## Friday, March 05, 2010

### Improving on Pythagoras

A recent press release from Iowa State University promotes a recent study from physics professor Kerry Whisnant, who has discovered an extension to baseball's Pythagorean Projection that makes it more accurate.

The Pythagoran formula ("Pythagoras") says that you can predict team winning percentage as

wpct = RS^2 / (RS^2 + RA^2)

Where RS means "runs scored," RA means "runs allowed", and "^2" means "to the power of 2." The formula was discovered by Bill James some 30 years ago.

But there are cases where the formula doesn't give you the whole story. Your actual win total doesn't just depend on runs scored and allowed -- it also depends on the consistency of each. If your scoring is less consistent than average, you should outperform Pythagoras in terms of wins. For instance, if you score exactly the same number of runs as you allow, you should wind up a .500 team. But if you win more blowouts than average -- by scores of 15-2 and 16-6, for instance -- you'll finish at less than .500, because you've "wasted" your runs when you don't need them. And if you *lose* more blowouts than average, you'll win *more* games than 50 percent, because your opponents are "wasting" their runs.

Whisnant generalized the "blowout" argument to use the standard deviation of runs scored and allowed, instead. The SD is a measure of how spread out the run totals are, so that a team with lots of blowouts will have a higher SD than a team with fewer. But then he went one step further -- he noted that, if you have two teams with the same runs scored, the team with the higher slugging percentage will have a lower SD. Why? Because home runs more consistently contribute to scoring than do singles. Generally, a home run is worth about three singles, but the effects are more certain. If you hit only five home runs in a game, you're going to score exactly five runs. But if you hit 15 singles, you're going to score anywhere from 0 to 15 runs, depending on how they're bunched and how often your outs advance your baserunners.

Whisnant found that if you include the effects of SLG, you can come up with a formula gives you a better estimate than just "vanilla" Pythagoras. (The full formula is available at the above links.)

So how big is the effect? If you have two teams with exactly the same runs scored and allowed, you would normally expect them to win the same number of games. But not if they have different SLGs. For for every .080 that one team exceeds the other opponent in slugging percentage, it should win one extra game. Since a run is one-tenth of a win, that means every .008 is worth a run. And, since there are nine batters, then every .072 excess slugging by a single, individual batter makes him worth the equivalent of an extra run. If you have two players, both creating X runs as best you can measure them, but one's SLG is .400 and the other's is .472, then the second player should be thought of as if he's worth one run more than the other guy.

If you use the new formula, Whisnant found you can reduce the error of the Pythagorean formula roughly by half.
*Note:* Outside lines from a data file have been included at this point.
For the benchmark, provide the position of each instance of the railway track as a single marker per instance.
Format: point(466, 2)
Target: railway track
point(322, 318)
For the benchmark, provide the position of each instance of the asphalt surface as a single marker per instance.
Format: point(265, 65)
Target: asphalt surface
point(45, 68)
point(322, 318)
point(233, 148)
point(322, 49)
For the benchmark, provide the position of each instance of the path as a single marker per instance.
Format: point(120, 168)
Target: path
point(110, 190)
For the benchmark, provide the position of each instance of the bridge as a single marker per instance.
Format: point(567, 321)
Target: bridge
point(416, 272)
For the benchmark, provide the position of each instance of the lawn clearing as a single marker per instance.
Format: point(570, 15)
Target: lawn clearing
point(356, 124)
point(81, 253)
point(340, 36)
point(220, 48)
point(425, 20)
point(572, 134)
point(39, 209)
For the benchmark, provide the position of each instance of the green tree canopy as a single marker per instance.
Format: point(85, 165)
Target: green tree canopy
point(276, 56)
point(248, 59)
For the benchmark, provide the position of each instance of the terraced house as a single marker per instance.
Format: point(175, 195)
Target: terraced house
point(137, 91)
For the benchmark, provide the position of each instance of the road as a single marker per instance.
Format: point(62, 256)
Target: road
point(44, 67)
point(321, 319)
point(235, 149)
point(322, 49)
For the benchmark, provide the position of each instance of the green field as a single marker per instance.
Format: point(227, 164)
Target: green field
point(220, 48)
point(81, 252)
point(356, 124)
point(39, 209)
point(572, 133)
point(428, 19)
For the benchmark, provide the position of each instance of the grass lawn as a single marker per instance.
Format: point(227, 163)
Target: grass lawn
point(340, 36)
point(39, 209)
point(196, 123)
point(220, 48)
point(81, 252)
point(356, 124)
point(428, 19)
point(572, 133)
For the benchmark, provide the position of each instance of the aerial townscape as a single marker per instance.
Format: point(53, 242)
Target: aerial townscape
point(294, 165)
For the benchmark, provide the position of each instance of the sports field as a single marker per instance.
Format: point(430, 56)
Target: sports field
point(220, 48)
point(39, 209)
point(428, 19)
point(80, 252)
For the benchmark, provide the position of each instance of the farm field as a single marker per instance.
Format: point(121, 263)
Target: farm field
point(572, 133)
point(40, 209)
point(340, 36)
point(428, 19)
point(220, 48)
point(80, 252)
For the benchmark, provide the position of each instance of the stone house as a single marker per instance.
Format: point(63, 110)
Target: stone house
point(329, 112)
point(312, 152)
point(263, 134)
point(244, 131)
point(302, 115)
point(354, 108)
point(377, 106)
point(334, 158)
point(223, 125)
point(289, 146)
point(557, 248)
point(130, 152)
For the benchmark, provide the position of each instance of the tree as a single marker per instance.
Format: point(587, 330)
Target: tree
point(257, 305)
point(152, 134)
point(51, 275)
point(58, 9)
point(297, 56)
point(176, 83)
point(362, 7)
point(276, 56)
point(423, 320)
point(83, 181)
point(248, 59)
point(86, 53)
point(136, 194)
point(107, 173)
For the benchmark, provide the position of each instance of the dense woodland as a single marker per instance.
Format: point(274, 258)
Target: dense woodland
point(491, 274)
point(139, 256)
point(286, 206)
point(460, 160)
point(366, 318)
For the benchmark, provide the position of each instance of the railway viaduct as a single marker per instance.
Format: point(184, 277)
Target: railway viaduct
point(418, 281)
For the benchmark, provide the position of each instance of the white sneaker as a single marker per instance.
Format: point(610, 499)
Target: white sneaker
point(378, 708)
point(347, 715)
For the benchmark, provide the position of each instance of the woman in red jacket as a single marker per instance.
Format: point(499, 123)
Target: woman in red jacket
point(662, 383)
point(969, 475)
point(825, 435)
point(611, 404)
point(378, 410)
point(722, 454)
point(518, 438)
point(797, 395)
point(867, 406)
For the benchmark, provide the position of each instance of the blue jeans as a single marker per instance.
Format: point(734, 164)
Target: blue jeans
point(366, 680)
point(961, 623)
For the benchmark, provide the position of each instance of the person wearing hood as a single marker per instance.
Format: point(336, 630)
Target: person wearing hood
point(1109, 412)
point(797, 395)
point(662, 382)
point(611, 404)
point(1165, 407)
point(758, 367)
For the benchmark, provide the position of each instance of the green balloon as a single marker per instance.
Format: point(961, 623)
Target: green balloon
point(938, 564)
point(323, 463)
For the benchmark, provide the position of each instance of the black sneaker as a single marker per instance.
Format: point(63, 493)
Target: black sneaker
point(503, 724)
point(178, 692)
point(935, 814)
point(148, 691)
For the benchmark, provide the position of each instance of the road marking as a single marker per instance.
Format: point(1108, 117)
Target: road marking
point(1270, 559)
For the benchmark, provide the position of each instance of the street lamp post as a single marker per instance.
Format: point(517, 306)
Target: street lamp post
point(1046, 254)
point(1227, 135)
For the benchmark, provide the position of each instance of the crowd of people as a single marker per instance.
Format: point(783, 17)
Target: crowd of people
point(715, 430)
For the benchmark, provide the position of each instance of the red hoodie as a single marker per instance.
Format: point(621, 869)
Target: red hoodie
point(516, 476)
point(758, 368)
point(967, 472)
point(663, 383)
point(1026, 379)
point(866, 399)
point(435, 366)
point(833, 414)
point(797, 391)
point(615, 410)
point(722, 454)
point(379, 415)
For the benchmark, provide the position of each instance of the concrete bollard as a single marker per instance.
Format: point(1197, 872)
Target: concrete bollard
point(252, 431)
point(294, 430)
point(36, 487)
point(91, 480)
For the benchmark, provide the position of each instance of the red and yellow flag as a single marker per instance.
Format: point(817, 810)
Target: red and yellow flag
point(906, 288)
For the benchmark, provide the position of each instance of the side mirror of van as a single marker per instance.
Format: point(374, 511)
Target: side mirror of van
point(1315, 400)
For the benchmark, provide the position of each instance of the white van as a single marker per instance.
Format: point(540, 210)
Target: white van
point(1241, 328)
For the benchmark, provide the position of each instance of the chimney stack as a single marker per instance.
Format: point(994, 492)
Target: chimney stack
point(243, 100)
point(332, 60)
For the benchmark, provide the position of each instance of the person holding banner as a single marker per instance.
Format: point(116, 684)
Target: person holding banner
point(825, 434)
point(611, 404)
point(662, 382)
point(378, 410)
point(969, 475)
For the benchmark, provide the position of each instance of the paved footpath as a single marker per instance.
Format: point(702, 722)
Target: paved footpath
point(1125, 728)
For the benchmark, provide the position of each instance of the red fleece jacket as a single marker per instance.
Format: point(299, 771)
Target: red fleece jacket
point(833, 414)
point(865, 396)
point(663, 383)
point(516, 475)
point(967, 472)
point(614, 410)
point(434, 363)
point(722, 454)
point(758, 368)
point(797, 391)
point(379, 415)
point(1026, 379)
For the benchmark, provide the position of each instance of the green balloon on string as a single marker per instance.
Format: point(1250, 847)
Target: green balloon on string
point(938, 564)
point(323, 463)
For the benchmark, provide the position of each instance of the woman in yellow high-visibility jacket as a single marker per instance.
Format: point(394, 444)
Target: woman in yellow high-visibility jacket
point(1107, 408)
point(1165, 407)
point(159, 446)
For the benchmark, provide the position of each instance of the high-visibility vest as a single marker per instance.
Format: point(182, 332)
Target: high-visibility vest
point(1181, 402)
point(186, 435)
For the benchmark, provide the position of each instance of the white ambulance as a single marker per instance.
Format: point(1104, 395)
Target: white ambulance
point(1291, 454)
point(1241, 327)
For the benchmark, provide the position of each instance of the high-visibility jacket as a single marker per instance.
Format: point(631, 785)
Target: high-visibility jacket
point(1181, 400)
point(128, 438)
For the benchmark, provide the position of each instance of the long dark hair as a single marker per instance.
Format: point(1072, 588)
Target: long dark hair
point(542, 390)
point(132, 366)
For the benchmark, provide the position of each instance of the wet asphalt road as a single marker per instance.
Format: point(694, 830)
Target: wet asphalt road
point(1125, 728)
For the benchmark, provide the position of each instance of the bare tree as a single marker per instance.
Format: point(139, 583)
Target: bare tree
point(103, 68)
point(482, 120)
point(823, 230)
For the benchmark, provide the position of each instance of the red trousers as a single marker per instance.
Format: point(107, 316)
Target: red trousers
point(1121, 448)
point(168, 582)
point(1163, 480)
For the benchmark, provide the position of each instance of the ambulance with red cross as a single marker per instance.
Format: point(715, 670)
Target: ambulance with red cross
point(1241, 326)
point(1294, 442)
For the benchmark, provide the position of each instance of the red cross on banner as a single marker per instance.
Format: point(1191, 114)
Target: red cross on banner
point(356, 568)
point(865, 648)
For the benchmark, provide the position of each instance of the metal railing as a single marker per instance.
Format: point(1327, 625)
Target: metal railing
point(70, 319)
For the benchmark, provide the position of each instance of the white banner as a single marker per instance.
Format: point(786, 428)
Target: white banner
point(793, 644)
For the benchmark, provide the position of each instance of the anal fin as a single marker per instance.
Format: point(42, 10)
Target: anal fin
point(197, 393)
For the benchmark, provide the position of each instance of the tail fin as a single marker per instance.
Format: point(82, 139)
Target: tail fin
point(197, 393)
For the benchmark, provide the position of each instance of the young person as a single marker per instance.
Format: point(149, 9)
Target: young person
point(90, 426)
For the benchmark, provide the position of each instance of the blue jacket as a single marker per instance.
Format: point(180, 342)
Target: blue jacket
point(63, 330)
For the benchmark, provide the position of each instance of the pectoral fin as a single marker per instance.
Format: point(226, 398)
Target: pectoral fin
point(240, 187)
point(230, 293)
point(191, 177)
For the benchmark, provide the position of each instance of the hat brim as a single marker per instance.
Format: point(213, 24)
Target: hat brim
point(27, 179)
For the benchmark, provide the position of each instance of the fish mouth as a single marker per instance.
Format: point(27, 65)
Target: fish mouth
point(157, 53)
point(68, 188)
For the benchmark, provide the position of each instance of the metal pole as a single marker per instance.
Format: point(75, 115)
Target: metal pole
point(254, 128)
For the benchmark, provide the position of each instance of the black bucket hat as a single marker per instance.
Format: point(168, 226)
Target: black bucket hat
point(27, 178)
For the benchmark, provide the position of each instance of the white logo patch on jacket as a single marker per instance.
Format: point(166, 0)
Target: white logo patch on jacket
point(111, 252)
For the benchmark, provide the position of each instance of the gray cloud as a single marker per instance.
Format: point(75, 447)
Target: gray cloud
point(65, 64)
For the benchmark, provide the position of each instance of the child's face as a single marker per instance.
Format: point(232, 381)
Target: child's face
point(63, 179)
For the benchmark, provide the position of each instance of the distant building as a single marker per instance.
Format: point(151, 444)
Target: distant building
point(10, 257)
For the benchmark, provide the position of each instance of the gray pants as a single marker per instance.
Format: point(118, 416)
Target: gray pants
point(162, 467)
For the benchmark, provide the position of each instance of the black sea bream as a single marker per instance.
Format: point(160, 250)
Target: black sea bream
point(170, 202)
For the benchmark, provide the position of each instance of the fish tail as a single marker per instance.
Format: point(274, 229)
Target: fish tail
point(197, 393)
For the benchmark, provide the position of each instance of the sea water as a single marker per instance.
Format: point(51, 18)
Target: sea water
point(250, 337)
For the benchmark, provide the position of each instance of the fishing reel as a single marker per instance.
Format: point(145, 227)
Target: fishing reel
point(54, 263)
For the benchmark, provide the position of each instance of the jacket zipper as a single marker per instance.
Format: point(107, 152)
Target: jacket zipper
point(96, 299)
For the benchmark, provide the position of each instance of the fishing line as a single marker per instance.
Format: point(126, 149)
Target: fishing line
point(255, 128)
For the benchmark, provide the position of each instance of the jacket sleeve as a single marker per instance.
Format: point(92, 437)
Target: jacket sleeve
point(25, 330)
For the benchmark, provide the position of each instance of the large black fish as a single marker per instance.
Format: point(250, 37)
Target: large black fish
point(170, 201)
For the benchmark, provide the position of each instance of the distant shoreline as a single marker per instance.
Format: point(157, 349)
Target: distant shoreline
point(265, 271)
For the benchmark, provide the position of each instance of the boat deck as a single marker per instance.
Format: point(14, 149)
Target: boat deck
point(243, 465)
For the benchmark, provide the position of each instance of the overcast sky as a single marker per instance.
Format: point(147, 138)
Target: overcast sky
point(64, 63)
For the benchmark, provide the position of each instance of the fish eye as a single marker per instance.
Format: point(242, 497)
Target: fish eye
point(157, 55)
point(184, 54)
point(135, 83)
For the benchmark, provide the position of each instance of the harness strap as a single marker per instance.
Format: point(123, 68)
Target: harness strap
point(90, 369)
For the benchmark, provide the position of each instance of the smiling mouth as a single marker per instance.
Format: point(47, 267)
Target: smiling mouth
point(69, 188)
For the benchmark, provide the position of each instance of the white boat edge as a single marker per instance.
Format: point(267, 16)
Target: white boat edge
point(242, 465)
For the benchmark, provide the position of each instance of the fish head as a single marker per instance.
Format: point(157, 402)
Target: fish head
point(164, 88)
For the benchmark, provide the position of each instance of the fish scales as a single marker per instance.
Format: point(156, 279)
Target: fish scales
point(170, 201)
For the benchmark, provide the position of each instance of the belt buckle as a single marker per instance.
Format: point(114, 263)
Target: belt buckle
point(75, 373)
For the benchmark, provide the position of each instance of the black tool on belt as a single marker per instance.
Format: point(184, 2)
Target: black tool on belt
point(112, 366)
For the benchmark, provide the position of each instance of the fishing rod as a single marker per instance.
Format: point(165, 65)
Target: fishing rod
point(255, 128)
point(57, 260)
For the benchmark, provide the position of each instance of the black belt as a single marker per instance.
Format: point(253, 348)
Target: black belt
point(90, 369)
I like the study a lot. It's been known for a long time that *how* you score your runs affects how many games you win, but this is the first time, to my knowledge, that anyone has tried to quantify the effect in terms of batting-line statistics.

----

But ... I'm not 100% convinced about the exact numerical results.

Whisnant calibrated his formula on samples of head-to-head matchups between teams over a season. That's about 10-13 games. But a Pythagorean formula that evaluates winning percentages over 12 games (say) is not necessarily as accurate as one that works on 162 games.

Consider a sample of one game only. The traditional pythagorean formula (with exponent 2) isn't the best fit: it will say, for instance, that a team that scores four runs and allows two should win 80 percent of the time. But, of course, that team will really win 100 percent of the time. For one-game samples, the best exponent is *infinity*. (Or, if you don't mind rounding, an exponent of 15 will be more than good enough.)

That is: Pythagoras works best when the score of every game is independent of the total scores. That's never true, because the score of the game *contributes* to the total. But, for 162 games, it's *almost* true -- one game out of 162 is barely anything. But for one game, it's absolutely not true at all -- not only is the one game not independent of the total, it actually *is* the total!

So what about for 12 games? It's probably closer to the 162-game case than the 1-game case, but I suspect it might still be somewhat off. Whisnant gave his formula coefficients to three decimal places; my guess is that if he recalibrated to 162-games seasons, the third decimal place would definitely change, and probably the second decimal too.

Regardless, even with the existing formula, you could check, by using it for actual team seasons, and comparing its accuracy to Pythagoras on those. I bet you'd find that Whisnant's average error (or average square error) was a lot better, but that it would be very, very slightly biased, as a bit too extreme.

That might be a quibble ... but, combined with the fact that even the best simulations may not be accurate to the third decimal place ... well, I think testing with real MLB data is a must-do.

----

Also, while I think the new formula is theoretically very interesting, I'm not sure it has any practical use to a GM. Remember, to get the equivalent of one extra run, when you're evaluating two equal players, you have to take the one with a slugging percentage .072 higher. What does that mean in real-life terms? To keep things simple, I'll look only at singles and home runs.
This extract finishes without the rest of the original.